In response to Canada’s Truth and Reconciliation Commission Calls to Action, Bob created the new staff position of Manager, Science Indigenous Initiatives, to advise the Dean on Indigenous issues in the Faculty of Science, advise researchers on Indigenous Ways of Knowing and on Indigenous methodologies and practices, act as liaison with Indigenous communities, and assist in the indigenization of the Science curriculum. Resources were allocated to create a Science Indigenous Centre in a central location in the Science core to provide a welcoming space for Indigenous students and staff; the Centre is due to open in November 2024.
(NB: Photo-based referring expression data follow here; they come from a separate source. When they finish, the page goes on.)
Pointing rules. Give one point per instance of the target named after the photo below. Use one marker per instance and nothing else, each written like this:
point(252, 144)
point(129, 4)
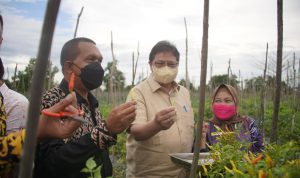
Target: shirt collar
point(64, 85)
point(154, 85)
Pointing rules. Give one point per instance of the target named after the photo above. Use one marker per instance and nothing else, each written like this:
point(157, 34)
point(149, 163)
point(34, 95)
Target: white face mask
point(165, 74)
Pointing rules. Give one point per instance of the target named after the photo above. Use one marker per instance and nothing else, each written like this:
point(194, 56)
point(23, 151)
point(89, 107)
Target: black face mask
point(92, 75)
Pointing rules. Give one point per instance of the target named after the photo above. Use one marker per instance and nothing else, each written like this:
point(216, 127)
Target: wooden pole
point(37, 88)
point(187, 80)
point(194, 170)
point(273, 133)
point(78, 18)
point(15, 75)
point(112, 73)
point(262, 94)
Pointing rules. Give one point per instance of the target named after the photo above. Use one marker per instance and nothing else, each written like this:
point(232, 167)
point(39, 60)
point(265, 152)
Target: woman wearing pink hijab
point(225, 116)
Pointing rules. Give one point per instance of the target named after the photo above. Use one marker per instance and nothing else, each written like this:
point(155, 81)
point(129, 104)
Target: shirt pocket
point(186, 123)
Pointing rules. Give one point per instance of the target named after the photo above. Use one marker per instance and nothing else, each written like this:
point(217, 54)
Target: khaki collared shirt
point(149, 158)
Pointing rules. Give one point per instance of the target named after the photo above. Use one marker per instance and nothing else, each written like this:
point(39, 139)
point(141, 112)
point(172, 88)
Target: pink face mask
point(224, 112)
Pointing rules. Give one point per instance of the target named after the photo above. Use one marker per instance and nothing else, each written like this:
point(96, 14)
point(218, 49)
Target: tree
point(183, 83)
point(23, 78)
point(222, 79)
point(118, 77)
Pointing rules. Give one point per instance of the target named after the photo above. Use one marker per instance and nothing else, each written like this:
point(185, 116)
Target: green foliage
point(92, 168)
point(216, 80)
point(275, 161)
point(22, 81)
point(183, 83)
point(118, 77)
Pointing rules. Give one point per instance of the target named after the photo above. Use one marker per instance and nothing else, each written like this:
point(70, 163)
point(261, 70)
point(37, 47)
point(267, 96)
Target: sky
point(238, 30)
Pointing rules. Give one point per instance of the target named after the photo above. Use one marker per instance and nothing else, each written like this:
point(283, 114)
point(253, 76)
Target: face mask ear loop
point(72, 82)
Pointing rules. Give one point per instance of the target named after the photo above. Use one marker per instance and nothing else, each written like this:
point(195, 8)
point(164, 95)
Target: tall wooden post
point(204, 51)
point(37, 87)
point(273, 134)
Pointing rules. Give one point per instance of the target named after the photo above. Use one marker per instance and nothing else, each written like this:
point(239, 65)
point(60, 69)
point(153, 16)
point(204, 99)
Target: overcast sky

Prior to joining Waterloo, Bob was a longtime faculty member at Queen’s in the Department of Chemistry from 1992 to 2015. He served as Department Head from 2007 to 2011 and was Associate Dean in the Faculty of Arts and Science from 2011 to 2014. During his time at Queen’s, he received awards for his teaching, including the Chemistry Graduating Class Award for Teaching Excellence in 1997 and 2007, and the W. J. Barnes Teaching Excellence Award in 2005, and for his research, including the Samsung Mid-Career Award of the International Liquid Crystal Society in 2012, the Ontario Premier’s Research Excellence Award in 2000, and the Chancellor’s Research Award in 1999. His research bridges the fields of organic synthesis, physical organic chemistry and condensed matter physics to create new liquid crystal materials used in fast-switching ferroelectric LCD applications. He has co-authored 110 peer-reviewed publications, and supervised 35 graduate students and post-doctoral fellows, 8 of whom have become university faculty members.

He obtained his BA with high honors from Colgate University in 1984 and his PhD in organic chemistry from the University of Illinois at Urbana-Champaign in 1989.